#NeurIPS2021 invited talks round-up: part two – benign overfitting, optimal transport, and human and machine intelligence

by Lucy Smith

14 January 2022

Benign overfitting

Peter Bartlett

In his talk, Peter focussed on the phenomenon of benign overfitting, one of the surprises to arise from deep learning: that deep neural networks seem to predict well, even with a perfect fit to noisy training data.

The presentation began with a broader perspective on theoretical progress inspired by large-scale machine learning problems. Peter took us back to 1988, and to a NeurIPS paper by Eric Baum and David Haussler who were interested in the question of generalization for neural networks. He then touched on overparameterization – the observation that neural networks with more parameters than the sample size can generalize well.

Moving on to benign overfitting, Peter reflected on what is surprising about this phenomenon. The fact that deep learning methods can provide accurate predictions when they fit perfectly to noisy data goes against the statistical wisdom that you find in textbooks. The guidance given when teaching undergraduate students has typically been that you don’t want to fit the data too well otherwise you’re unlikely to predict accurately.

In his research, Peter has considered linear regression, and the phenomenon of benign overfitting in that setting. He presented his, and his collaborators’, theorem to characterise this overfitting. You can see the overview of that theorem in the figure below. The intuition behind why we observe benign overfitting is that it is due to the pattern of the eigenvalues, in other words, the mix of eigenvalues of the covariance matrix and the relative levels of variance in different directions in the input space. To avoid harming the prediction accuracy, the noise energy must be distributed across many unimportant directions. Therefore, overparameterization is essential – we need more unimportant directions than samples.

Peter Bartlett talk Screenshot from Peter’s talk.

Peter also talked about adversarial samples, and the fact that benign overfitting leads to huge sensitivity to adversarial perturbations.

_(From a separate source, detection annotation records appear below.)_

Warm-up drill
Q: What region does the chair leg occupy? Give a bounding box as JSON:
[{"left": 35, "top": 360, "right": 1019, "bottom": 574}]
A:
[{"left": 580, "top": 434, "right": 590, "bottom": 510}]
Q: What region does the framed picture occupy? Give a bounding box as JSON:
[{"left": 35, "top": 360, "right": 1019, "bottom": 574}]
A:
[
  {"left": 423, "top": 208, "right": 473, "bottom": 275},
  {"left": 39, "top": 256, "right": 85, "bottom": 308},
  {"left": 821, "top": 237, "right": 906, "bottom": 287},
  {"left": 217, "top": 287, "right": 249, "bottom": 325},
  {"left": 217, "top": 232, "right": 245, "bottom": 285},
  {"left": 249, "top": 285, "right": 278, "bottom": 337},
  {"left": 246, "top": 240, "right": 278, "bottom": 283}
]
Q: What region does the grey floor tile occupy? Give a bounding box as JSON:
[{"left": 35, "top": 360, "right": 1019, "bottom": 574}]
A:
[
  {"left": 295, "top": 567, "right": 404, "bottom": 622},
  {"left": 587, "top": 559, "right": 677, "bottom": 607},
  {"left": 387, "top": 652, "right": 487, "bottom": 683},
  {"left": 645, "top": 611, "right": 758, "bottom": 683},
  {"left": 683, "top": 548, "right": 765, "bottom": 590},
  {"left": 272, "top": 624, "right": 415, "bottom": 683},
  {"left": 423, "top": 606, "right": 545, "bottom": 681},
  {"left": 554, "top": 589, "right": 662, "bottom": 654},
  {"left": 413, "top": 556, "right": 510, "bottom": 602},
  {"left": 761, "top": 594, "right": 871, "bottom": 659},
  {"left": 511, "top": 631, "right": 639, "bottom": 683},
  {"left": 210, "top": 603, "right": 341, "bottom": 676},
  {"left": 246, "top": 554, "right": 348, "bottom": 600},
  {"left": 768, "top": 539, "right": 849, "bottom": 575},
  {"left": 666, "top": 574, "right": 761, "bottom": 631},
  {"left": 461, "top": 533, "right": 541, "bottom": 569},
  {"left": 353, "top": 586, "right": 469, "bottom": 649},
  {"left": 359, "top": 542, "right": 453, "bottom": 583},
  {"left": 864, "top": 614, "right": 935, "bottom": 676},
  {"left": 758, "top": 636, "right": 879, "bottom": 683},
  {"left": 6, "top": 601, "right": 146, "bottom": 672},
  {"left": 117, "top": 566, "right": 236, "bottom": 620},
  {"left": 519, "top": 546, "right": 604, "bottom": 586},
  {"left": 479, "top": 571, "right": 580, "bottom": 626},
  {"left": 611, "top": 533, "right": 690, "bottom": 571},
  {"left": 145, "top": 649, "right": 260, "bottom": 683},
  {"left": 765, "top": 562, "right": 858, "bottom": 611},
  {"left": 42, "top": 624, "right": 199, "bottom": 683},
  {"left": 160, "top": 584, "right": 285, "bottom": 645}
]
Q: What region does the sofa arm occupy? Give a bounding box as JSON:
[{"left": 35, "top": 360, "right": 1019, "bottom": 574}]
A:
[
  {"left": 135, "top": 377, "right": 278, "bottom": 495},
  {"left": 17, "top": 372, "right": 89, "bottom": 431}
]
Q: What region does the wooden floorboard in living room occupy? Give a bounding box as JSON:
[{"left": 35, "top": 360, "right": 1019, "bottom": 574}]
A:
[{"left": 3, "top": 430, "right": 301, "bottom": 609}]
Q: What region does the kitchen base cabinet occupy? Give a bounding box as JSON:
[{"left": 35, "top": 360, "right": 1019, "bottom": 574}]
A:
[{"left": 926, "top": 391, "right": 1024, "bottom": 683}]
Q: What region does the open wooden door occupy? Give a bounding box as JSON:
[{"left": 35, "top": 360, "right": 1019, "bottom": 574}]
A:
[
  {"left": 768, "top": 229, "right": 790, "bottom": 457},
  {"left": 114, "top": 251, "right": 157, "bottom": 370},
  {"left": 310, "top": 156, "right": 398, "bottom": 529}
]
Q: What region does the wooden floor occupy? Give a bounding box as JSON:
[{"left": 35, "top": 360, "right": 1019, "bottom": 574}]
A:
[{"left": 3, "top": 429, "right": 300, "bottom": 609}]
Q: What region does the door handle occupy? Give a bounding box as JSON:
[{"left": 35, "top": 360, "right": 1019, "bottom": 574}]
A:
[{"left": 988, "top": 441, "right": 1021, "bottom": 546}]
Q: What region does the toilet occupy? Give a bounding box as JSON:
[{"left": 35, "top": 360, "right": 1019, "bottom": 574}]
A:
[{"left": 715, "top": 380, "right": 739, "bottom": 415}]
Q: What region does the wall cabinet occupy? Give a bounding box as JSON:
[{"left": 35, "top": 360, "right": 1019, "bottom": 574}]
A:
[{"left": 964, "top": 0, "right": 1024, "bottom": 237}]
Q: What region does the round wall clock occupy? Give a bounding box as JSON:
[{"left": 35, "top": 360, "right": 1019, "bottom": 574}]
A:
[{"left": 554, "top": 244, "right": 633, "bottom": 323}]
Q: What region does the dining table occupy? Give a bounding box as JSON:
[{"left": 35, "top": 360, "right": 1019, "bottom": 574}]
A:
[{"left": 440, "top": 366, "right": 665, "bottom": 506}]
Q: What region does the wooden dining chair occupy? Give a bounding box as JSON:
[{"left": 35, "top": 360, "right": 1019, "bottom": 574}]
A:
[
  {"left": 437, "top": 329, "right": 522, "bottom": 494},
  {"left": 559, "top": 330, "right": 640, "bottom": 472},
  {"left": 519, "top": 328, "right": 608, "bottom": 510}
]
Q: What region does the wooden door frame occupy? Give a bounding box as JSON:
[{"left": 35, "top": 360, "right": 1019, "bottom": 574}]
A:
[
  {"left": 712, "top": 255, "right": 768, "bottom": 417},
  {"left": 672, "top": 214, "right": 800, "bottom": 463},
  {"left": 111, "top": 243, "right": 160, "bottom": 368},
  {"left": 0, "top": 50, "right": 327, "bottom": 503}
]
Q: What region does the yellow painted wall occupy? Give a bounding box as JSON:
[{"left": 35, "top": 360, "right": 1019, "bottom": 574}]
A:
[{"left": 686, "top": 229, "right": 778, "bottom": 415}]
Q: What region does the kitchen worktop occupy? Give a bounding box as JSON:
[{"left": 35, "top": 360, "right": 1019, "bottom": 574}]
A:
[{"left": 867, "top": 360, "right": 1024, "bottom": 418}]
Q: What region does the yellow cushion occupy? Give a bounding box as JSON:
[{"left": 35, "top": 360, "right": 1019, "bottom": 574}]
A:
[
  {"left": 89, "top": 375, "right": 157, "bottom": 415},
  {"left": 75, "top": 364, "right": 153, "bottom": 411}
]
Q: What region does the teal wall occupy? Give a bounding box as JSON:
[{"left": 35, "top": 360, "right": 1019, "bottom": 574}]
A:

He also showed that his method can be extended to ridge regression.

Optimal transport: past, present, and future

Alessio Figalli

The theory of optimal transport was formalised by Gaspard Monge more than 200 years ago. The problem is as follows: imagine that you have a certain amount of material to extract from the ground and to transport to different locations for building work. Considering each measure of material, to which destination should it be sent to guarantee the constructions can be built whilst minimising the total transportation cost? In his problem, Monge used the total distance covered to measure the transportation cost.

It was only much later, the 1940s, that there was further significant work in this field, in the form of Leonid Kantorovich’s formulation that allowed for non-deterministic transport. The next fundamental breakthrough arrived in the 1980s, with work from Brenier, and Rachev and Rüschendorf ensuring that optimal transport became a problem that was fully embraced by the mathematical community.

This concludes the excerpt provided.